SECURITIES AND EXCHANGE COMMISSION
Washington, D.C. 20549
FORM 8-K
CURRENT REPORT
PURSUANT TO SECTION 13 OR 15(D) OF THE
SECURITIES EXCHANGE ACT OF 1934
Date of Report (Date of earliest event reported) March 5, 2004
QUEST SOFTWARE, INC.
(Exact name of registrant as specified in its charter)
California | 000-26937 | 33-0231678 | ||
(State or other jurisdiction of incorporation) | (Commission File Number) | (IRS Employer Identification No.) |
8001 Irvine Center Drive, Irvine, California | 92618 | |
(Address of principal executive offices) | (Zip Code) |
Registrant’s telephone number, including area code: (949) 754-8000
Not Applicable
(Former name or former address, if changed since last report.)
Item 5. Other Events
On March 5, 2004, David M. Doyle, a founder and a director of Quest Software, Inc., entered into a contract, instruction or written plan with Deutsche Bank Securities, Inc. for the sale of Quest Software equity securities intended to satisfy the affirmative defense conditions of Rule 10b5-1(c) under of the Securities Exchange Act of 1934 (“Rule 10b5-1”).
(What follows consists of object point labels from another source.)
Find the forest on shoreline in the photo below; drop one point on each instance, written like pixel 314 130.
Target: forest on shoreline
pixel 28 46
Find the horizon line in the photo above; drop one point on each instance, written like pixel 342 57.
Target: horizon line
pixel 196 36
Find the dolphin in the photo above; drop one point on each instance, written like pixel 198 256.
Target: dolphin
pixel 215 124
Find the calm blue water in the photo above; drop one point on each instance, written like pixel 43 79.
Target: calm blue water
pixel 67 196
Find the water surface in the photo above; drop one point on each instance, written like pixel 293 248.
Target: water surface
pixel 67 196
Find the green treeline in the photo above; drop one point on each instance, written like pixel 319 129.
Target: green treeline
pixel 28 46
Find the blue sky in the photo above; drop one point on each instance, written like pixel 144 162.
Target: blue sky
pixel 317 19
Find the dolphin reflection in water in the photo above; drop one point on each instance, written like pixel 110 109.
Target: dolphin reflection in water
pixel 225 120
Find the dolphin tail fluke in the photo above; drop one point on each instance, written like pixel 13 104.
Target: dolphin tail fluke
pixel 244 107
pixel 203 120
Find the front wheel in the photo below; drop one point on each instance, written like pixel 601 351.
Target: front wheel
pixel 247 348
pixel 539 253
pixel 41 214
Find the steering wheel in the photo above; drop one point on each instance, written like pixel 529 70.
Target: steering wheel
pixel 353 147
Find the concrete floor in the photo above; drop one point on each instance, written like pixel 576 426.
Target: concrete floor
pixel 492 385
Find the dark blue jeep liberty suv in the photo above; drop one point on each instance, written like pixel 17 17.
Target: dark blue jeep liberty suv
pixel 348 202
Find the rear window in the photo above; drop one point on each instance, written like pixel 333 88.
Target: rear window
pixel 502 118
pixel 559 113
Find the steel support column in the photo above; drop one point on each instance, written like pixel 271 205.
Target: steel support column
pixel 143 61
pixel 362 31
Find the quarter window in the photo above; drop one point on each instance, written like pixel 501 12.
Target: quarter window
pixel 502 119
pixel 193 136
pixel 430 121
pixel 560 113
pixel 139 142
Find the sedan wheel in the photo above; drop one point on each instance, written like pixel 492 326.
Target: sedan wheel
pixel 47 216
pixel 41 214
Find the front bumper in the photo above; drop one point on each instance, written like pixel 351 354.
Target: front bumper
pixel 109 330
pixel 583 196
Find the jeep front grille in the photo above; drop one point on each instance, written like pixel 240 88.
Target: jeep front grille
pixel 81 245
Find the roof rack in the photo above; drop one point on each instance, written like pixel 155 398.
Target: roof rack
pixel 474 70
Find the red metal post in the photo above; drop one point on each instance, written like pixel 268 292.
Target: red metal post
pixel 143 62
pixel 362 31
Pursuant to Mr. Doyle’s Rule 10b5-1 sales plan, he has instructed his broker to sell up to a maximum of 4,786,000 shares of Quest Software common stock during the period from April 1, 2004 through December 31, 2004, through cash market transactions or using one or more variable delivery forward contracts. Under Mr. Doyle’s Rule 10b5-1 sales plan, up to a maximum of 800,000 shares will be sold in each calendar month during this period subject to the trading price of Quest Software’s common stock and subject to applicable securities laws, including Rule 144. Except as may be required by applicable law, Quest Software does not undertake to report modifications, terminations, or other activities under Mr. Doyle’s Rule 10b5-1 sales plan.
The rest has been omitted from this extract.